FirefoxをめぐるDebianとMozillaの対立の背景
知的財産保護を専門とする法律家で、以前にOpen Source Initiativeの相談役を務めていたLarry Rosen氏がNewsForgeに語った説明によると、「オープンソースに関する著作権のライセンスに従うと、特定のソフトウェアに対して任意の変更を施すことも、逆に何らの変更を施さないことも可能なはずです」ということになる。ただし、商標法に基づく何らかのライセンスを事前に取得しておかないと、オリジナルの著作者が有す商標を、こうした変更物ないしオリジナルの創作物に対して適用できない可能性もあると言うのだ。
「私の見るところ、本来この件は論争を呼ぶ性質のものではないでしょう。ここで理解すべきは、著作権法と商標法で保障されている権利は、本質的に異なるということです。これらの一方で保障されている権利は、必ずしも他方で保障されている権利と一致するとは限りません」。

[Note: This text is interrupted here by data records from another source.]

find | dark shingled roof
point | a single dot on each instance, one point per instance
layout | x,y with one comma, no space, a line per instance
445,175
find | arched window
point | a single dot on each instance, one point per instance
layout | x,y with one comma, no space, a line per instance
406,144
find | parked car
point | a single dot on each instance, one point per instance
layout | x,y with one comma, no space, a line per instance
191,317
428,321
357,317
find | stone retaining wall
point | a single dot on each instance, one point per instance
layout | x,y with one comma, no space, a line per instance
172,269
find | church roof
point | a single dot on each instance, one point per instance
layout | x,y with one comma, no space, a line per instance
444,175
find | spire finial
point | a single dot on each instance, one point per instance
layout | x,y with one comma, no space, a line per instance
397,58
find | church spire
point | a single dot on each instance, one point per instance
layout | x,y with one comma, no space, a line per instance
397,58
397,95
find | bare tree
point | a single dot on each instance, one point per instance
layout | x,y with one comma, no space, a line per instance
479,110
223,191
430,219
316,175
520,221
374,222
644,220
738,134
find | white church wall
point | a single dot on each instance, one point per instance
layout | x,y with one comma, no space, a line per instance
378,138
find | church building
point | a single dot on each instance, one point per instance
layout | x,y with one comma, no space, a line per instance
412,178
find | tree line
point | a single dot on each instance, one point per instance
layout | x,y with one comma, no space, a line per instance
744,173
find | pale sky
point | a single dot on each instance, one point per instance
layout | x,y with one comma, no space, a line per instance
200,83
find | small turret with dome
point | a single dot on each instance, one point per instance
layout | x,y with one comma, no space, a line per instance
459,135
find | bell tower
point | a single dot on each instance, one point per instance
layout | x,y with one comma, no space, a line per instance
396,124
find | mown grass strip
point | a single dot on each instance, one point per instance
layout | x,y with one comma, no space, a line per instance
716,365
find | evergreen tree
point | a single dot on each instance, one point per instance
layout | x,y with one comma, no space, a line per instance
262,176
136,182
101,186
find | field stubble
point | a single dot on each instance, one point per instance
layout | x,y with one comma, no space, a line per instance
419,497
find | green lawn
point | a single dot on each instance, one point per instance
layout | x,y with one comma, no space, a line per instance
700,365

本年上旬、Mozilla側の開発者であるMike Connor氏がDebianに対してバグレポートを報告したが、その中で述べられていた意見に、仮にDebianが収録するブラウザをFirefoxという名称で呼ぶのであれば、Firefox用のグラフィック類もすべて同梱する必要があり、それを厭うのであれば何か別のブラウザ名に変更しなければならない、というものがあった。
つまりMozilla側の主張は、同プロジェクトのガイドラインに明示してあるように、Firefoxという名称の使用は、そのロゴ、アイコン、その他のアートワークを使用し続ける場合にのみ許可される、というものである。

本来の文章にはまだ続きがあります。